David Colander has made a series of illuminating surveys of graduate students in Economics that have given us a very interesting picture of our profession, or at least how these students view it. Much of his work was, however, performed with surveys sent to the top US PhD programs. He follows up now with a survey of what he compassionately calls the "median" range, the other US graduate programs.
David Colander, Tiziana Dominguez, Gail Hoyt and KimMarie McGoldrick report a few interesting results. Compared to top programs, median ones have proportionally more Americans, who are more likely to have chosen the program for geographical than prestige reasons. Students from median programs seem to be more interested in various fields of Economics, probably a reflection of the fact that they are on average two years older and have more of sense of purpose in their studies. I am pleased to read that about half the students consider Economics to be a tool set. It is also interesting to note that whether in a top or median program, students appear to have similar views of policy and of assumptions in Economics.

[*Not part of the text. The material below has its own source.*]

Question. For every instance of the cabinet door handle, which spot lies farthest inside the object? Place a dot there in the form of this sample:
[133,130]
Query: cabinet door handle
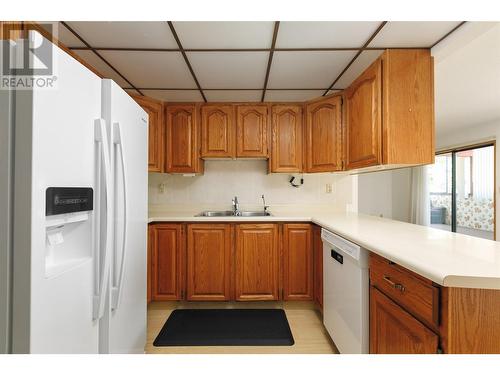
[397,286]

All in all, students in top and median schools do not look that different. Their expectations in terms of jobs are different, as they should be, as well as the way they get funded. Lower ranked schools cannot fund them as well as research assistants or provide them with fellowships. Colander and co. interpret the fact that more are teaching assistants at median schools as a choice by students, it seems more a funding constraint to me. No real surprises in this survey.